[Hands-on] Tutorial on Web Scraping with Python for Beginner
--
This is a hands-on to web scraping, so I won’t talk about the theory like what data/web scraping is or why we need it. Let’s get to real thing!
In this project we will collect information from the website of CGTN. CGTN is an international media outlet in China and their servers are probably in China which is why their website takes a long time to load. The website also has a lot of heavy animations which makes the user experience not so nice. That’s the perfect reason to scrap their website, haha.
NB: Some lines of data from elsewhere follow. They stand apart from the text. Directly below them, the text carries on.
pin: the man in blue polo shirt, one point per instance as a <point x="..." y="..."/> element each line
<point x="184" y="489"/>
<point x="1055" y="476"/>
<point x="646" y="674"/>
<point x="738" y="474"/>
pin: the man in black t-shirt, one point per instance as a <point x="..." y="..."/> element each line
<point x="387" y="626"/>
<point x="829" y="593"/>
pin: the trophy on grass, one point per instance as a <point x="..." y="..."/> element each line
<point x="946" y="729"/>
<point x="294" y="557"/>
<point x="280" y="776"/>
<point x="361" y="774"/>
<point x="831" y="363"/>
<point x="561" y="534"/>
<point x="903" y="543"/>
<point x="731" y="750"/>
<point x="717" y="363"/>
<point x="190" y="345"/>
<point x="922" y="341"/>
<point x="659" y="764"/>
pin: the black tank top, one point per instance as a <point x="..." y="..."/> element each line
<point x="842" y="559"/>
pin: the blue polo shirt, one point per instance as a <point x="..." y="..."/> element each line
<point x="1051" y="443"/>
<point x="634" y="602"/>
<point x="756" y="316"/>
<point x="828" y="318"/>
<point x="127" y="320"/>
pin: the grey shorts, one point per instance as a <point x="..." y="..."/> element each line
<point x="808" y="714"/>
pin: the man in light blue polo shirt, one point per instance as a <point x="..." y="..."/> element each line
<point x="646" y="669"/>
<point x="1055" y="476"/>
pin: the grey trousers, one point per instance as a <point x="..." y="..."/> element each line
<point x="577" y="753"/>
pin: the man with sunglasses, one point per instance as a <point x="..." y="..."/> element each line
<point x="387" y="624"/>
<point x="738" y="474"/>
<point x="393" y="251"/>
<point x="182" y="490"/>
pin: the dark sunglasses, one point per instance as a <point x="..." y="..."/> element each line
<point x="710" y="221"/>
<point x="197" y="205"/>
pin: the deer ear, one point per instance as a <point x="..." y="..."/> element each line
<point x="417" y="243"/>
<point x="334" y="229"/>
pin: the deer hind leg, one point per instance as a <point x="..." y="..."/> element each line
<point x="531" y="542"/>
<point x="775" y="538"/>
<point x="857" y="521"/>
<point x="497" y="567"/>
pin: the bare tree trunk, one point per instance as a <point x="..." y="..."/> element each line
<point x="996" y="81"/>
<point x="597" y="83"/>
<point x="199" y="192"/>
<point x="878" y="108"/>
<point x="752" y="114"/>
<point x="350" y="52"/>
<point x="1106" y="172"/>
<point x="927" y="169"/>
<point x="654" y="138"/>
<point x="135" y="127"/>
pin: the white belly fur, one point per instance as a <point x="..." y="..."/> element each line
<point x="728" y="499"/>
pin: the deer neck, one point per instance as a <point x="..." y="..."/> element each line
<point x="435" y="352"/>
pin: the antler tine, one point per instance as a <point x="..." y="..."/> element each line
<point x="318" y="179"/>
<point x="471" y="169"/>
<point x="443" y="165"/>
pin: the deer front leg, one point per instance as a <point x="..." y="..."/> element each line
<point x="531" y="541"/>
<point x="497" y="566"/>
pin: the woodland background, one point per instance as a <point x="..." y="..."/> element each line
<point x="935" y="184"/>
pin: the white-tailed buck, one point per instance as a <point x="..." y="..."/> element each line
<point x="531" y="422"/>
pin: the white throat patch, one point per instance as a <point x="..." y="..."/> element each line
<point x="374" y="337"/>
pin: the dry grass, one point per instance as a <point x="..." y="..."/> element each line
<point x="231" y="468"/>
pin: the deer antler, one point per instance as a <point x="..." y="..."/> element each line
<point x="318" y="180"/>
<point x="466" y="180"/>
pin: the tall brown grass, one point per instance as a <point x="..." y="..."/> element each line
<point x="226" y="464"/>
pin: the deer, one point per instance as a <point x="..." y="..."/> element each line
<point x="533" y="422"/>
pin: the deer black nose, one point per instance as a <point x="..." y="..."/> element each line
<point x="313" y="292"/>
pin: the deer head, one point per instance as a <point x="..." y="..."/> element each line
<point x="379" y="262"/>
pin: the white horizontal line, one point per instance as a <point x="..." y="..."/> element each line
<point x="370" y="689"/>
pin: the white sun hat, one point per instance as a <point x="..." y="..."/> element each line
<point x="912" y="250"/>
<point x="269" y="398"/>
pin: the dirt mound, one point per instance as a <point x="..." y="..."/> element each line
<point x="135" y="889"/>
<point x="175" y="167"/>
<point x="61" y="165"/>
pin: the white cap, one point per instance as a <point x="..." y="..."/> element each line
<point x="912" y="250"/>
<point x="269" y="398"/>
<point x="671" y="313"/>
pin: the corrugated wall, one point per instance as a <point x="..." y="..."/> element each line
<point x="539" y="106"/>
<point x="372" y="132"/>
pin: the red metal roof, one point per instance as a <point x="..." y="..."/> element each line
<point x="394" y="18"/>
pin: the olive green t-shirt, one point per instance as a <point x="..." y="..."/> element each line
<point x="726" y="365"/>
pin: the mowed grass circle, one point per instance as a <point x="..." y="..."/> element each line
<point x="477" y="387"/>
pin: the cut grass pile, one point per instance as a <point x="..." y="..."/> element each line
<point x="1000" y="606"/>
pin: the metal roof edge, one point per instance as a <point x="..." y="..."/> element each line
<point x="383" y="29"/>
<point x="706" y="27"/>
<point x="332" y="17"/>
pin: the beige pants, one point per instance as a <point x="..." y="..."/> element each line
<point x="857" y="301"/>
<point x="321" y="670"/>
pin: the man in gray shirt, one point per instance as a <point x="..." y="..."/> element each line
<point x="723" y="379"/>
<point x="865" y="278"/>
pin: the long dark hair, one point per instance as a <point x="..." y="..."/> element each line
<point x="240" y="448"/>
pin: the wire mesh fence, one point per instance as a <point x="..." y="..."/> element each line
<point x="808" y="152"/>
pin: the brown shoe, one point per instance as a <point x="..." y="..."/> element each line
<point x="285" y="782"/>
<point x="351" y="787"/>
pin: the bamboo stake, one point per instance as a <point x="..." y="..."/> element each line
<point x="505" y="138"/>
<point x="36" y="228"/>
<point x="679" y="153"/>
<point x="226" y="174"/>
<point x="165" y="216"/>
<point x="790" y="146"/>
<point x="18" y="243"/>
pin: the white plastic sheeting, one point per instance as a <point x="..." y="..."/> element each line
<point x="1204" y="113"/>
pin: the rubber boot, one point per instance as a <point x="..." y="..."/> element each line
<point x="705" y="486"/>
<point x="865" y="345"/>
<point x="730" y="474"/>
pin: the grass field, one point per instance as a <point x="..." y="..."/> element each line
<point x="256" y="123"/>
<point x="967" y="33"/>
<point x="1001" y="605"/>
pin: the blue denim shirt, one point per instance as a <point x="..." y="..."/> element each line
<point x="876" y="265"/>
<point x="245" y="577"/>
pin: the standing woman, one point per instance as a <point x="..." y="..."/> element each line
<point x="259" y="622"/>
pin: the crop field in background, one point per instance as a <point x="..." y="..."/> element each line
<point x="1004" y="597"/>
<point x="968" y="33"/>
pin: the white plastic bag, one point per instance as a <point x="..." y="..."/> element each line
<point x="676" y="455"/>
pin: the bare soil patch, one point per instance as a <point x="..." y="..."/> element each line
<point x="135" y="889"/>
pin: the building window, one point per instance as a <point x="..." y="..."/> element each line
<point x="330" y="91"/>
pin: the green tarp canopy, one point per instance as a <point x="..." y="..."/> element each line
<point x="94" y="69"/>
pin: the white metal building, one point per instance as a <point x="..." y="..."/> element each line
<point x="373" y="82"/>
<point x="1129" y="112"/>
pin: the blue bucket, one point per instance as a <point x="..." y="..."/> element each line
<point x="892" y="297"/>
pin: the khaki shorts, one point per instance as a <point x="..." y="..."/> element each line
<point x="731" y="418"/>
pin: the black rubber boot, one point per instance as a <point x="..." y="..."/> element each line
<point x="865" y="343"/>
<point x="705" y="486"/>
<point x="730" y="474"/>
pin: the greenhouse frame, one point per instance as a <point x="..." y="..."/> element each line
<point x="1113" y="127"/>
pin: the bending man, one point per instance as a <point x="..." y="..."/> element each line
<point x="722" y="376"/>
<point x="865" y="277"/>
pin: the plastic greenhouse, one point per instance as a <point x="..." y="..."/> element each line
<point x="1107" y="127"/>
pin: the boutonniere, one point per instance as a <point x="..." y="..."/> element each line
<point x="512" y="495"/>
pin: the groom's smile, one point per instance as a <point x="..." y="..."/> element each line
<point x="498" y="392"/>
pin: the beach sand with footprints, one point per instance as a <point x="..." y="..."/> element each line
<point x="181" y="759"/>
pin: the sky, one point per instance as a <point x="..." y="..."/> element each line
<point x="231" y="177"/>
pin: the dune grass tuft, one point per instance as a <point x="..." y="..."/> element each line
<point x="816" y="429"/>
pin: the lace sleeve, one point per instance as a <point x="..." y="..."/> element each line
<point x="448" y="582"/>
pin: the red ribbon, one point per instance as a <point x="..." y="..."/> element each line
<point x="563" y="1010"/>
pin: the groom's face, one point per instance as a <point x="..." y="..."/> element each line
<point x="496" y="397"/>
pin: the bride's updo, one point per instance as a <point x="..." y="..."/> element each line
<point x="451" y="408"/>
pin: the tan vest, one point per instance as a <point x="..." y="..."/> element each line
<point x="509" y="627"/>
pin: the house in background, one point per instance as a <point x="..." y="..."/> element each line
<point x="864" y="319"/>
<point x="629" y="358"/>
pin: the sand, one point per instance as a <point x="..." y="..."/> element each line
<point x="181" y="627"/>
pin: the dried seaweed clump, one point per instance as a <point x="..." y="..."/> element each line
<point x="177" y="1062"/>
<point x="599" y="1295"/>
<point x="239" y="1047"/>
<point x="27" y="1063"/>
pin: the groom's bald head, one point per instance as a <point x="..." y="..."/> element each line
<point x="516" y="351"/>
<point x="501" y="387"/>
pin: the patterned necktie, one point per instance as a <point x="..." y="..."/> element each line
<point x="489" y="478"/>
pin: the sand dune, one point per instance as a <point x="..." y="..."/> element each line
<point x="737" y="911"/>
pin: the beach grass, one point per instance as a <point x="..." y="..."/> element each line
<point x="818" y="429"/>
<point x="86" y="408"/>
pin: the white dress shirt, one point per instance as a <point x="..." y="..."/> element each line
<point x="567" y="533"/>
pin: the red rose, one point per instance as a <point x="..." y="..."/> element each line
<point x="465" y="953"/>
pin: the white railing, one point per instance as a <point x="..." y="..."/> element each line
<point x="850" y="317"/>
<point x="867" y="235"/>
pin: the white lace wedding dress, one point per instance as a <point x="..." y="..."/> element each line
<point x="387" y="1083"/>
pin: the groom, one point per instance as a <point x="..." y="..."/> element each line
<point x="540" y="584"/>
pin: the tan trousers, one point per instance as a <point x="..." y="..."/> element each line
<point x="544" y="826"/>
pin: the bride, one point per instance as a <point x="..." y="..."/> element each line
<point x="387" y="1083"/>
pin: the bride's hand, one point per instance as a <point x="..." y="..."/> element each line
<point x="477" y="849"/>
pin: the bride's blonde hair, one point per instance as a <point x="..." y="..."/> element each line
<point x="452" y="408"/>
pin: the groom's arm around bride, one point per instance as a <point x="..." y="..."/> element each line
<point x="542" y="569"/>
I going to assume that you already have Python basic knowledge and have it installed. Let’s make a new directory for our project. I called mine ‘scraping-cgtn’. Inside the directory, open your terminal or command prompt. Enter this command:
python -m virtualenv ./venv
This will create a new directory with a copy of Python from your system. That is called virtual environment. The reason we use that is we don’t want to mix all the libraries we use for this project with other projects.
After creating the virtual environment, we will activate it with this command:
# Mac OS or Linux
source venv/bin/activate# Windows
venv\Scripts\activate
Notice that there is venv
in front of the line now:
(venv) C:\Users\steve\Documents\scraping-cgtn>
It means we are using virtual environment now for our project. Don’t close your terminal or command prompt yet. If you close it, you need to activate the virtual environment again.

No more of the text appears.